Ganzjahres-Überblick: Amaryllis-Kalender mit den wichtigsten Pflegeschritten
| Phase/Monat | To-dos kurz | Erfolgsindikatoren |
|---|---|---|
| Jan–Feb (Nachblüte) | Blütenstiel schneiden; Blätter stehen lassen; hell stellen; mäßig gießen | Pralle Zwiebel; sattgrüne, aufrechte Blätter; saubere Schnittstelle |
| März–Aug (Wachstum) | 1–2×/W gießen; 14-tägig düngen; sehr hell/draußen; Topf drehen | Breite, kräftige Blätter; sichtbarer Zuwachs; feste Zwiebel |
| September (Übergang) | Gießen stark reduzieren; Düngen stoppen; Blätter einziehen lassen | Natürlich vergilbende Blätter; längere Gießabstände |
| Okt–Nov (Ruhezeit) | 10–12 °C, dunkel; fast trocken; alle 3–4 Wochen minimal | Keine neuen Blätter; kein Schimmel; Zwiebel schrumpft nicht |
| Nov–Dez (Wiederantreiben) | Warm und hell; einmalig angießen; bei 5 cm Trieb Gießmenge steigern | Blütenschaft erscheint; gerader Wuchs; Knospen entwickeln sich |
Fazit
Amaryllis nach dem Blühen zu pflegen, heißt, jede Phase im Jahreslauf bewusst zu gestalten – vom ersten Schnitt bis zur Ruhephase und dem erneuten Austrieb.

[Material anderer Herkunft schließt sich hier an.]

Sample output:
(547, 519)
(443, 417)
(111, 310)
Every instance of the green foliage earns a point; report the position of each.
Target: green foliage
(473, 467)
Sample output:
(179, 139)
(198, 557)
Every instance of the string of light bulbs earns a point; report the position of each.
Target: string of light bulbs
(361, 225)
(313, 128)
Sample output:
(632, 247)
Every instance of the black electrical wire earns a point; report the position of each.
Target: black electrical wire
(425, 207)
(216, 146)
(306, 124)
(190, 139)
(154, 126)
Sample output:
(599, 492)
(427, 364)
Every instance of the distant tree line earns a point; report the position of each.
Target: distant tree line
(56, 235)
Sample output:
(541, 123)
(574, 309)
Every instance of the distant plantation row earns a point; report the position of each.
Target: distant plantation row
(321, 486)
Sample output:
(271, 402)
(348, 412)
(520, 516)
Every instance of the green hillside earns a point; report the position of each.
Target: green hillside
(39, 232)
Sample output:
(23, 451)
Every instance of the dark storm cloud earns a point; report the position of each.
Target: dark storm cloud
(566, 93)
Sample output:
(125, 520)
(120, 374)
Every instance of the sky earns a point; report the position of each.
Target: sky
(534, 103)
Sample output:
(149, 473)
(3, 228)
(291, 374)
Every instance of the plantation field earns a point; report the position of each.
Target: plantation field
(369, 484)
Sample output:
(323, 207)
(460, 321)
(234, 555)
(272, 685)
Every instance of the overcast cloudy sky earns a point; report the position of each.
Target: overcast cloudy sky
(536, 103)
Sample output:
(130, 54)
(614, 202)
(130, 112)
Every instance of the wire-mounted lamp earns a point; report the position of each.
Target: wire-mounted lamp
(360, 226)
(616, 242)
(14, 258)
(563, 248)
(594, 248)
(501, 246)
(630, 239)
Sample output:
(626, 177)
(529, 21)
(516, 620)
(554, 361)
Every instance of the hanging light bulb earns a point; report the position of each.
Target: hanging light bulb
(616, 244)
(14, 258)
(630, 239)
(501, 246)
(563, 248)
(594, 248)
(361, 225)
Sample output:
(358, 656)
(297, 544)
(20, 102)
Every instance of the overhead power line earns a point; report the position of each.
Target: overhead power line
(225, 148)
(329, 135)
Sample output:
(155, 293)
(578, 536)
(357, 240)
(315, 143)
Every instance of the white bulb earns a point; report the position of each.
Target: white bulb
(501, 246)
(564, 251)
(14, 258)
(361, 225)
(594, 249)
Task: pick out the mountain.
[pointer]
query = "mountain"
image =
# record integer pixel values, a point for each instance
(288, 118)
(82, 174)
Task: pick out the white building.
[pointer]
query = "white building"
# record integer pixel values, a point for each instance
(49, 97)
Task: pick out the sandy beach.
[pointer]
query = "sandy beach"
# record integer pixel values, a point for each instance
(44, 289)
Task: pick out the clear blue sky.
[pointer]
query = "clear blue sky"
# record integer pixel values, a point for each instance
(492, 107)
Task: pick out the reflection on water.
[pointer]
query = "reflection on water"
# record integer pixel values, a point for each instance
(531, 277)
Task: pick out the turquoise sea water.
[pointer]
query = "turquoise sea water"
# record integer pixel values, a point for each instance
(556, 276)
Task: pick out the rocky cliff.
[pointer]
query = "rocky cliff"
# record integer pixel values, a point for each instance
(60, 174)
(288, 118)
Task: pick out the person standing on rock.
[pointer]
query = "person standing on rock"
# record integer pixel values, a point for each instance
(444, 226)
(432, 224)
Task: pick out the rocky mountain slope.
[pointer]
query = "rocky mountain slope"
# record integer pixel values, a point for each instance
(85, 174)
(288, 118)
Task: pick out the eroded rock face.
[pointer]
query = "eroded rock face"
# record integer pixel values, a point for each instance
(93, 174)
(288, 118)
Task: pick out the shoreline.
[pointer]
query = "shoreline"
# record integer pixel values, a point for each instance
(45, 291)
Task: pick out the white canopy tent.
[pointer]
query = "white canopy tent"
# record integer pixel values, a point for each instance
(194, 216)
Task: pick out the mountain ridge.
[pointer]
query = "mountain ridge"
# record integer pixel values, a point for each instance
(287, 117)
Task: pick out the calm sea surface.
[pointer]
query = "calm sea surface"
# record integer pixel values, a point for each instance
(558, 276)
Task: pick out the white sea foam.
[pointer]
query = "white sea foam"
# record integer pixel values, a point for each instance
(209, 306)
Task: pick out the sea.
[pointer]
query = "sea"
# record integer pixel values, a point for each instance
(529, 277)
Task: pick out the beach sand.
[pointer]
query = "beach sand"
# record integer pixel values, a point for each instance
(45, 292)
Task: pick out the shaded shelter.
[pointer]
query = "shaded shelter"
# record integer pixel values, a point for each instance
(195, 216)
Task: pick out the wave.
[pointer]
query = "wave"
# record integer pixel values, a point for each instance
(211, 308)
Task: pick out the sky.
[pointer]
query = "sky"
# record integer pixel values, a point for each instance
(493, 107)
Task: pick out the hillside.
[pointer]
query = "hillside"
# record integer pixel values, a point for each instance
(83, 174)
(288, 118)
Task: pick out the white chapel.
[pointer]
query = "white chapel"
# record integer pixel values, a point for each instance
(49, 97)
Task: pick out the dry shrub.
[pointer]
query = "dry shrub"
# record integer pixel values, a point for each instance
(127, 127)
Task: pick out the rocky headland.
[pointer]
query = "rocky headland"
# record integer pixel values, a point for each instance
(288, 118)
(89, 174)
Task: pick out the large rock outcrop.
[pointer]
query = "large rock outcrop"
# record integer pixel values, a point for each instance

Mit klaren Zeitangaben und Erfolgszeichen weißt du nun stets, wann deine Amaryllis Kraft sammelt und wie du sie optimal dabei unterstützt. So wird aus Pflege ein verlässlicher Rhythmus, der dich Jahr für Jahr mit neuen Blüten belohnt.
Was du heute investierst, siehst du im nächsten Winter: Deine Fürsorge verwandelt Geduld in Blütenpracht – ein Kreislauf, der immer wieder beginnt.


Interessante Seite! Ich habe bisher immer nur nach Gefühl gegossen und gedüngt – mit mäßigem Erfolg. Die Fingerprobe (2-3 cm Erde trocken) werde ich ab sofort mal ausprobieren. Was mich noch interessieren würde: Macht es einen Unterschied, ob man im Sommer Regenwasser oder Leitungswasser verwendet? Freue mich schon darauf, nächstes Jahr von meinem Erfolg (hoffentlich!) zu berichten.
Hallo Mani und vielen Dank für deinen Kommentar!
Freut mich, dass du die Fingerprobe ausprobieren möchtest – das ist wirklich der einfachste Weg, um Übergießen zu vermeiden. Die meisten Probleme bei Amaryllis entstehen tatsächlich durch zu viel Wasser, nicht zu wenig.
Zu deiner Frage: Ja, es kann durchaus einen Unterschied machen. Regenwasser ist grundsätzlich die bessere Wahl, weil es weicher ist und keine Kalkablagerungen im Substrat hinterlässt. Gerade bei längerer Kultivierung im selben Topf kann sich Kalk anreichern und die Nährstoffaufnahme beeinträchtigen. Alternativ kannst du, gerade in Regionen mit sehr hartem Wasser, auch gelegentlich mit destilliertem Wasser verdünnen.
Ich freu mich schon auf deinen Erfolgsbericht nächstes Jahr!